For frequent fliers, having the ability to change or cancel a reservation is very important. Southwest has a fairly friendly cancellation policy where at the very worst you will be able to hang on to credit for a purchased flight and reuse it on a future flight. There’s a section on their site where a user can check how much credit a specific confirmation number has.
This flow is not designed for the most seamless user experience and can definitely be improved. To begin, three pieces of information are required of the user:
1. Flier’s name
2. Flier’s previous flight confirmation number
3. Entry of a captcha code
When I tried to go through this flow, I could not get past step #3 no matter how many times I tried. In fact, from the message below, I’m not even 100% sure if this is the reason why I cannot proceed, but I’m 100% certain my name and confirmation number are correct.
Thinking more about the captcha code, I realized how unnecessary it can be. The purpose of requiring users to enter a code is to protect against fraudulent users who attempt to obtain airline credits by doing a brute force program to guess millions of confirmation numbers.
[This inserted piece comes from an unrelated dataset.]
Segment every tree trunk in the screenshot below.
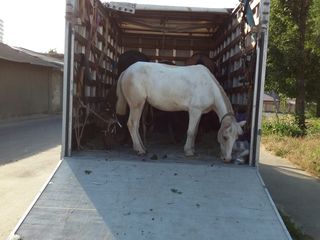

The enhancement I propose can easily guard against fraudsters while not ruining the user experience for the 99.9% rest of the users who are not fraudsters. Since Southwest.com has an account system where users can sign in, the site can relax the captcha restriction and require that the user enter a captcha code only after 5 failed attempts of their name/confirmation number pair. The idea is that since Southwest knows which user has logged in, they can do a rate-limiting solution instead of a one size fits all solution.
Good users wont be slowed down. Bad users will be stopped.